И вовсе не из-за маски ее слова было трудно понять; опять-таки ошибка ее создателей. Она сама упала на пол в тот первый раз, когда увидела свое лицо в серебряном зеркале — единственный раз за всю жизнь она потеряла сознание. Потом она со злости разбила зеркало и прокляла своих безымянных создателей: они забыли сделать ей нос. Две выгнутые щели с красными краями выходили из костяного гребня между глаз. Щели заканчивались около рта, который также был просто ужасной формы. Губы Матры были тонкие и почти не изгибались. А челюсти были слишком узкими для гибкого, подвижного языка, который другие разумные расы использовали, чтобы произносить слова. Язык, который ее создатели дали ей, как и тонкие чешуйки на ее белой коже, они, почти наверняка, взяли от ящерицы.

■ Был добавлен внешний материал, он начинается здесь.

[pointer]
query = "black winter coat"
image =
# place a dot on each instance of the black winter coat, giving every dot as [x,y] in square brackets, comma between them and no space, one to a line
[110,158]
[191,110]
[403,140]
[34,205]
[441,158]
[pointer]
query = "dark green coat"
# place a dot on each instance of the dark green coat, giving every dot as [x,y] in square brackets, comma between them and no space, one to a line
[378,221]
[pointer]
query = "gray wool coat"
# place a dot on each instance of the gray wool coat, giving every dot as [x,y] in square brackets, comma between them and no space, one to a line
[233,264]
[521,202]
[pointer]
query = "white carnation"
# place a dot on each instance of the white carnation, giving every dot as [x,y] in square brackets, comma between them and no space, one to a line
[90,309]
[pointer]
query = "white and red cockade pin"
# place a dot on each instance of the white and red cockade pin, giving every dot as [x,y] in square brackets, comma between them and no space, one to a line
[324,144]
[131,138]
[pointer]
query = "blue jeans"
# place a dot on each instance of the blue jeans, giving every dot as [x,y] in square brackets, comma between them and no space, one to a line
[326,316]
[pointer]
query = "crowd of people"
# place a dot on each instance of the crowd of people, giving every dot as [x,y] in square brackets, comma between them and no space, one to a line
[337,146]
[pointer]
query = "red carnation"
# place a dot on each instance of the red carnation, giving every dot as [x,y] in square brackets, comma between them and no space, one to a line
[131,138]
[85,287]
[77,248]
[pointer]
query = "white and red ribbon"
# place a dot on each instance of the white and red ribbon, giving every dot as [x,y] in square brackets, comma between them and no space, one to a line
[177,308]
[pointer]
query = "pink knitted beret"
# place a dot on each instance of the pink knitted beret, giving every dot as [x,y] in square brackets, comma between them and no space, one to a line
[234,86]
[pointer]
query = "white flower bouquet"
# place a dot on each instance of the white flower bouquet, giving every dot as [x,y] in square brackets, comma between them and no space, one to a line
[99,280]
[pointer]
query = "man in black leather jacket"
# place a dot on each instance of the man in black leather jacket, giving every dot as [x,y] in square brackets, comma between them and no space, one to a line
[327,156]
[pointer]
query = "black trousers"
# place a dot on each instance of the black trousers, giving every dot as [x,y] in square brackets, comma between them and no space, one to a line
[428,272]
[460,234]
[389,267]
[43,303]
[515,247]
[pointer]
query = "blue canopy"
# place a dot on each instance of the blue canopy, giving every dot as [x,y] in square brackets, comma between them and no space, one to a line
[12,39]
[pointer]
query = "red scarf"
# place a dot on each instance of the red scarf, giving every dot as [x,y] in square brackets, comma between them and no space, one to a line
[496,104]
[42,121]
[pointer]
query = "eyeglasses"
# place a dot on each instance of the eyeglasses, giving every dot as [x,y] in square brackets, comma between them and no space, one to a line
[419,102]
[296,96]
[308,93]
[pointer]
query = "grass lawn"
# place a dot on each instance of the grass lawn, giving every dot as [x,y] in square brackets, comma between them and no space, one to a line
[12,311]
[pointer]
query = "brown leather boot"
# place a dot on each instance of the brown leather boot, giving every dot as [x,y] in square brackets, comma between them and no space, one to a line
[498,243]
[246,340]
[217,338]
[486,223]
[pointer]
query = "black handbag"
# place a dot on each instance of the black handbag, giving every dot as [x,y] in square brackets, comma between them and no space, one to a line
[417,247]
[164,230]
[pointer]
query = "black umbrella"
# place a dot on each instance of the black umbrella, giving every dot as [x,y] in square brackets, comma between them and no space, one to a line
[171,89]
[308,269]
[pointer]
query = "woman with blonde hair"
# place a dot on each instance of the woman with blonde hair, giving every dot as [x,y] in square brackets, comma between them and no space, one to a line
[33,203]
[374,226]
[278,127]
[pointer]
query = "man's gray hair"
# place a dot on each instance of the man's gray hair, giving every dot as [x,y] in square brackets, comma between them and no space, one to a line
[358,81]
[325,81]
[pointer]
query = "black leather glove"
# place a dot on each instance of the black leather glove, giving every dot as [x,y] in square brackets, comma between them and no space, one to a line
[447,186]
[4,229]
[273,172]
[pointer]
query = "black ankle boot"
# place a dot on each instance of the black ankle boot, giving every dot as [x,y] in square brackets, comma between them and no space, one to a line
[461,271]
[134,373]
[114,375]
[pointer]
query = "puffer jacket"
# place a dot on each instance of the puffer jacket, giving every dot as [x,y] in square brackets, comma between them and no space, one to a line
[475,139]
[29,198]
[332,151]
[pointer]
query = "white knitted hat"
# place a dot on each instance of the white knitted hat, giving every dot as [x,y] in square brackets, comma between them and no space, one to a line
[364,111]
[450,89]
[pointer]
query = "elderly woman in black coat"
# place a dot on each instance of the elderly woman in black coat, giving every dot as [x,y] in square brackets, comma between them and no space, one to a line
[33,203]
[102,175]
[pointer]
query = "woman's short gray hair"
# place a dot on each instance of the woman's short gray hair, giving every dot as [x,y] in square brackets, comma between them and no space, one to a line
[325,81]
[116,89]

Не имела значения как сильно она старалась, как много раз она повторяла опять и опять слова, которые так отчетливо слышала в своей голове. Когда они выходили из ее рта, их было почти не узнать. Отец мог понимать ее, но Отец мог слышать слова в ее голове даже если она их и не говорила. Некоторые из высших темпларов и их гостей тоже имели такой дар. Зато из всех остальных только Мика мог понимать то, что она говорила, увы.

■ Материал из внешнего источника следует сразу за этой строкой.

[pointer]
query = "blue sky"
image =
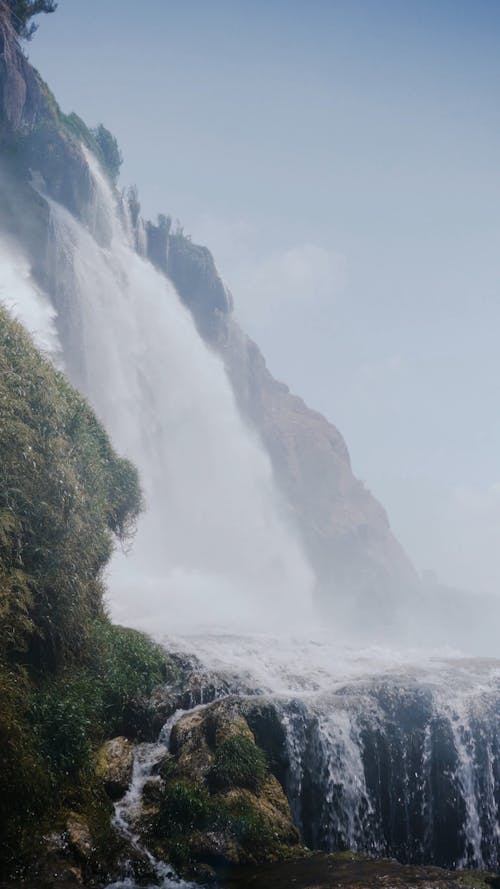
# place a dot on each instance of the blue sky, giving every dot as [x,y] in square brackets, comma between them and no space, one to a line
[341,159]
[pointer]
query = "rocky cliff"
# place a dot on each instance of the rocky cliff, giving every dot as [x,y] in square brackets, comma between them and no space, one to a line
[345,531]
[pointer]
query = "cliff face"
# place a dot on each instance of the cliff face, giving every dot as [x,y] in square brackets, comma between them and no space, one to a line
[345,531]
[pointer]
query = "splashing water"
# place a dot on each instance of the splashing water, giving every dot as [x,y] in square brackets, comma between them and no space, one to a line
[213,541]
[146,757]
[389,752]
[26,302]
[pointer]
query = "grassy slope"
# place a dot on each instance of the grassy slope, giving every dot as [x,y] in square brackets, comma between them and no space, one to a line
[68,678]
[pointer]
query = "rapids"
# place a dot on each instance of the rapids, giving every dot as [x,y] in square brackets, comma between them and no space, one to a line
[388,752]
[392,753]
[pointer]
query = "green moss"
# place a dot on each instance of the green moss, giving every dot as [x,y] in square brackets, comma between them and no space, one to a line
[185,806]
[238,763]
[67,676]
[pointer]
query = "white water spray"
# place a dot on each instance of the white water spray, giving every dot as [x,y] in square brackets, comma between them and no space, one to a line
[212,547]
[26,302]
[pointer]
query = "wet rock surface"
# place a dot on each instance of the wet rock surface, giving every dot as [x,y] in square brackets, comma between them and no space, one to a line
[114,766]
[354,872]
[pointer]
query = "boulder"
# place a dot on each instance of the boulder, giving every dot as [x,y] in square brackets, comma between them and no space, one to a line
[114,766]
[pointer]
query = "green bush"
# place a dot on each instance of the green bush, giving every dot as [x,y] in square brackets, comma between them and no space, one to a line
[126,666]
[64,497]
[238,763]
[66,674]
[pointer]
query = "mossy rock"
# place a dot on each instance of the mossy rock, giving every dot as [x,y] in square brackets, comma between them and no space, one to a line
[221,805]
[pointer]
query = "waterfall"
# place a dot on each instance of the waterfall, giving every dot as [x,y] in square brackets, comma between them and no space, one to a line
[389,753]
[212,545]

Эльфийский рынок был миром в себе внутри города Лорда Хаману. У него были собственные стены, построенные напротив стен города, и свои собственные ворота, открывавшиеся в Урик. Посты темпларов раполагались там, где двери были толстые и высокие, а их петли заржавели, так как ими давно не пользовались. Почему темплары располагались там, что они выискивали, на что смотрели, оставалось загадкой. Иногда они обыскивали тех, кто входил или выходил, некоторым из них не везло, и они исчезали, навсегда, даже если их не убивали на месте, но они никогда не обыскивали ее, даже когда она в панике вбегала в ворота, как сейчас.
Может быть они знали, кто она такая — или где она проводит ночи. Может быть она была слишком другой, непохожей — даже для них. Так что и этим утром они разрешили ей пройти через ворота не произнеся ни единого слова, как они делали это каждым утром.
В отличии от остальных рынков Урика эльфийский рынок не был пустым местом, куда приезжали фермеры, ремесленники и бродячие торговцы, которые распродавали свои товары и исчезали. Эльфийский рынок вообще был не рынком, а отдельным городом, первоначальным Уриком, возникшим еще до Дракона, королей-волшебников и безжизненных Пустых Земель, а теперь окруженным намного большим городом. Могучей силы Лорда Хаману здесь опасались всерьез, зато на его законы по большей части вообще не обращали внимания, так как неписанные законы этого древнего квартала были жестоки и эффективны.